Cette première dissonance au sein du SPD est le fait de Martin Schulz, le chef du groupe parlementaire socialiste au Parlement européen. Les revers essuyés dans le dossier de la Constitution, vient-il de déclarer au quotidien Süddeutsche Zeitung, auront « des conséquences sérieuses sur l’ensemble des politiques, y compris l’élargissement ». Car, fait-il valoir, « si la Constitution n’entre pas en vigueur, c’est le traité de Nice qui s’applique, et toute l’Europe était d’accord pour dire que Nice ne suffit pas pour (faire face à) un élargissement » au-delà de celui de 2004.

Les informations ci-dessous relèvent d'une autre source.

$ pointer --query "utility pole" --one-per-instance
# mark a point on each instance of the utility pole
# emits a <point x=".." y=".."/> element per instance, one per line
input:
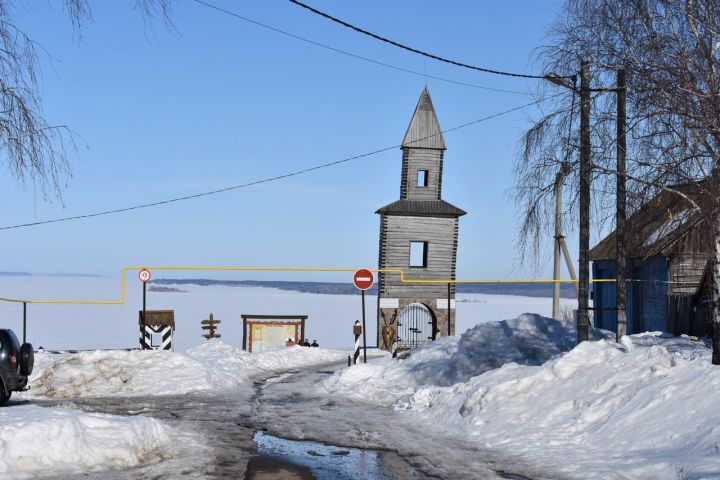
<point x="620" y="213"/>
<point x="560" y="245"/>
<point x="584" y="240"/>
<point x="558" y="235"/>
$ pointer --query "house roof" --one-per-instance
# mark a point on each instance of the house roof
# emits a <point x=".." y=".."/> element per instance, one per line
<point x="659" y="225"/>
<point x="422" y="208"/>
<point x="424" y="129"/>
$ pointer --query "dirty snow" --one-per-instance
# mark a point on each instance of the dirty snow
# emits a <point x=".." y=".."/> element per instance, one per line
<point x="211" y="365"/>
<point x="643" y="408"/>
<point x="529" y="339"/>
<point x="37" y="441"/>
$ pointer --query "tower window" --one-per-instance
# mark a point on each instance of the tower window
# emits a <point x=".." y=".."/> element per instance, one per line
<point x="418" y="254"/>
<point x="422" y="178"/>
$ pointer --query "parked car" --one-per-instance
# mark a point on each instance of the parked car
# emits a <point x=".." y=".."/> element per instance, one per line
<point x="16" y="364"/>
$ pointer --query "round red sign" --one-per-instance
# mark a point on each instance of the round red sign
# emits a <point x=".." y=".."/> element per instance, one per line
<point x="363" y="279"/>
<point x="144" y="275"/>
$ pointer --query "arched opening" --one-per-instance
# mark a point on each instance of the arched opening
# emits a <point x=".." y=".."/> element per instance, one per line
<point x="416" y="325"/>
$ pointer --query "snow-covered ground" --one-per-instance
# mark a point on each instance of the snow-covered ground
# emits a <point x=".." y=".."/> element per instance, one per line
<point x="116" y="326"/>
<point x="213" y="365"/>
<point x="45" y="441"/>
<point x="516" y="385"/>
<point x="645" y="408"/>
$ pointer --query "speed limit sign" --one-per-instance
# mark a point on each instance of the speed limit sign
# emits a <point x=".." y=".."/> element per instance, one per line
<point x="144" y="275"/>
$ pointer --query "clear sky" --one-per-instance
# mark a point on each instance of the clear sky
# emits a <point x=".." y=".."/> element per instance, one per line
<point x="221" y="102"/>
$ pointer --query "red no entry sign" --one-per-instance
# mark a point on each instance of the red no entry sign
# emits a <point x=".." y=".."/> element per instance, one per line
<point x="363" y="279"/>
<point x="144" y="275"/>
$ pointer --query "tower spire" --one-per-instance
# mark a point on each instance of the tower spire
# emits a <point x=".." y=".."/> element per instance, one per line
<point x="424" y="129"/>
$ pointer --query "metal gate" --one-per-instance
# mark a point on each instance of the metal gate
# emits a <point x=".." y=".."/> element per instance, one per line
<point x="415" y="326"/>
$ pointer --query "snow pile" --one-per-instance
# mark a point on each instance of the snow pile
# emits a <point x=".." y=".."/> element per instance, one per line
<point x="529" y="339"/>
<point x="117" y="372"/>
<point x="37" y="441"/>
<point x="608" y="412"/>
<point x="643" y="408"/>
<point x="211" y="365"/>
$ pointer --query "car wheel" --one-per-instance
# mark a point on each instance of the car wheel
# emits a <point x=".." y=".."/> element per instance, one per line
<point x="4" y="397"/>
<point x="27" y="359"/>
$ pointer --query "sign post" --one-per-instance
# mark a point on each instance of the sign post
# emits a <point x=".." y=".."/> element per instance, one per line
<point x="363" y="279"/>
<point x="144" y="276"/>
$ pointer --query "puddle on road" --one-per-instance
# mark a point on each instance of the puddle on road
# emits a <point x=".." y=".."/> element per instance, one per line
<point x="323" y="461"/>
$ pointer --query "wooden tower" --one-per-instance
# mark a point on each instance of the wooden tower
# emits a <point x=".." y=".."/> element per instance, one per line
<point x="418" y="235"/>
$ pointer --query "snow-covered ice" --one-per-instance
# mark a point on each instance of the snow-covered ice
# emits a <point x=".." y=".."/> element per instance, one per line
<point x="330" y="317"/>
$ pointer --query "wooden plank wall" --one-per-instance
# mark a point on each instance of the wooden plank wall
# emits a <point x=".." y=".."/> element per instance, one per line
<point x="686" y="269"/>
<point x="396" y="234"/>
<point x="421" y="159"/>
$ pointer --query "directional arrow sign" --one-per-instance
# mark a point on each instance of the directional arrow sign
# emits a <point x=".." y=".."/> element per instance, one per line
<point x="363" y="279"/>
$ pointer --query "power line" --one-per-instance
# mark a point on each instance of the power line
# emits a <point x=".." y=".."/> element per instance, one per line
<point x="353" y="55"/>
<point x="264" y="180"/>
<point x="415" y="50"/>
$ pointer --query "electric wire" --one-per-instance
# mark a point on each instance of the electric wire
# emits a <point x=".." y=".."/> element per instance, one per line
<point x="415" y="50"/>
<point x="354" y="55"/>
<point x="264" y="180"/>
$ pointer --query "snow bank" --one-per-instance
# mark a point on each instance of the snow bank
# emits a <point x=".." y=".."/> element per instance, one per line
<point x="644" y="408"/>
<point x="529" y="339"/>
<point x="212" y="365"/>
<point x="37" y="441"/>
<point x="607" y="412"/>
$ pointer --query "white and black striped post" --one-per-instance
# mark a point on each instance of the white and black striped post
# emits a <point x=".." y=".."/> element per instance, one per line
<point x="357" y="331"/>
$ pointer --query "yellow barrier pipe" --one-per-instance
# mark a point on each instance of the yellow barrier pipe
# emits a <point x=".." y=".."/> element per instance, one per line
<point x="123" y="288"/>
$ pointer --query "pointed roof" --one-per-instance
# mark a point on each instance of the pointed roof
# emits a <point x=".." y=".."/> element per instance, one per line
<point x="424" y="129"/>
<point x="422" y="208"/>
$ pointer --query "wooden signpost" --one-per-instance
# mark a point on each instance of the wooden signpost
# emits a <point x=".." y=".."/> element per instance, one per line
<point x="211" y="325"/>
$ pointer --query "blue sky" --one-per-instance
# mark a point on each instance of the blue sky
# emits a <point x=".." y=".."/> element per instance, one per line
<point x="222" y="102"/>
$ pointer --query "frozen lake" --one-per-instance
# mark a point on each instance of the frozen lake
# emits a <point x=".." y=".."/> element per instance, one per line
<point x="330" y="317"/>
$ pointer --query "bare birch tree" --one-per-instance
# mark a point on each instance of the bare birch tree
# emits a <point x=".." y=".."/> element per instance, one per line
<point x="31" y="146"/>
<point x="670" y="50"/>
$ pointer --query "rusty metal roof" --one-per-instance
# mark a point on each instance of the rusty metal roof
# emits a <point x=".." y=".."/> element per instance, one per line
<point x="424" y="129"/>
<point x="658" y="225"/>
<point x="422" y="208"/>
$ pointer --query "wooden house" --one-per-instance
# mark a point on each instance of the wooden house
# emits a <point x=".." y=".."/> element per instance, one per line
<point x="418" y="235"/>
<point x="669" y="251"/>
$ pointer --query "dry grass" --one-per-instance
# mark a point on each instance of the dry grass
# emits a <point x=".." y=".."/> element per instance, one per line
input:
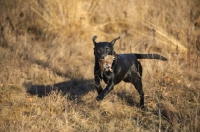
<point x="46" y="47"/>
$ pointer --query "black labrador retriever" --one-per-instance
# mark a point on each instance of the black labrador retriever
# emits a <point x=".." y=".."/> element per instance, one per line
<point x="125" y="67"/>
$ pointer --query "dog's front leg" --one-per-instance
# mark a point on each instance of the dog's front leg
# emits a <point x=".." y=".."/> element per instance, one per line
<point x="98" y="87"/>
<point x="108" y="88"/>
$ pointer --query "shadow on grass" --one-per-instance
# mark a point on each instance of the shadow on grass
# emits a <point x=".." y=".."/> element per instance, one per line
<point x="129" y="99"/>
<point x="74" y="88"/>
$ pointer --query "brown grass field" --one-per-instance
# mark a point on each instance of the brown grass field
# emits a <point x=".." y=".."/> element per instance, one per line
<point x="46" y="65"/>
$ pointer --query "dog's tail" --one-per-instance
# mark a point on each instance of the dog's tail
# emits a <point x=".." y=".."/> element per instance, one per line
<point x="150" y="56"/>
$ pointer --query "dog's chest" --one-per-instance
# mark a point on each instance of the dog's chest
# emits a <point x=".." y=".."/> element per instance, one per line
<point x="107" y="76"/>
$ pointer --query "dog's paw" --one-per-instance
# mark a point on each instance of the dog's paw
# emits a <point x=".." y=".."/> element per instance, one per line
<point x="99" y="98"/>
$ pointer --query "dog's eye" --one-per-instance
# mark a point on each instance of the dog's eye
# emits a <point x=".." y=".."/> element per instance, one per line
<point x="107" y="50"/>
<point x="99" y="50"/>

Klaus Hänsch, ancien président du Parlement de Strasbourg et eurodéputé socialiste allemand lui aussi, estime pour sa part que la perspective d’une « adhésion de la Turquie a joué un rôle important » dans les votes français et néerlandais. Il plaide, dans le même journal, pour une « phase de consolidation qui durera plus de cinq ans », car « la population est très sceptique à l’idée de tout élargissement supplémentaire ».
Ces deux prises de position ayant pour auteurs des députés européens, il est trop tôt pour savoir si le SPD allemand, leur parti d’origine, risque lui aussi d’être atteint par ces doutes. Pour l’instant en tout cas, la perspective offerte à la Turquie n’est pas remise en cause par le chancelier qui, néanmoins, risque de ne plus être en fonctions le 3 octobre, au lendemain des législatives anticipées.
Si la droite allemande lui succède, ce que donnent à penser tous les sondages, la chancelière Angela Merkel ne s’opposerait pas à l’ouverture des négociations avec Ankara, mais elle insisterait pour que l’issue possible d’un « partenariat privilégié » fasse clairement partie des options envisagées, en sus du statut d’Etat membre.
Seul Edmund Stoiber, le patron de la CSU bavaroise qui est assez isolé sur ce point, se veut jusqu’au-boutiste. « Je conteste au chancelier Schröder le droit d’avaliser au Conseil européen l’ouverture de négociations avec pour seul objectif l’adhésion de la Turquie », explique-t-il dans une interview au quotidien munichois Münchner Merkur.
La majorité des responsables de la CDU-CSU estime qu’il serait suffisant, en cours de négociation à Bruxelles, de faire inscrire l’hypothèse du « partenariat privilégié » comme alternative. « C’est préférable à une négociation de dix ans, suivie d’un référendum négatif qui nous obligerait de dire non à la Turquie », juge Friedbert Pflüger, un député CDU.
Ankara, bien entendu, ne veut rien en savoir. La Turquie, affirmait hier le premier ministre Recep Tayyip Erdogan dans Bild, n’est « pas prête à accepter autre chose » qu’une adhésion pleine.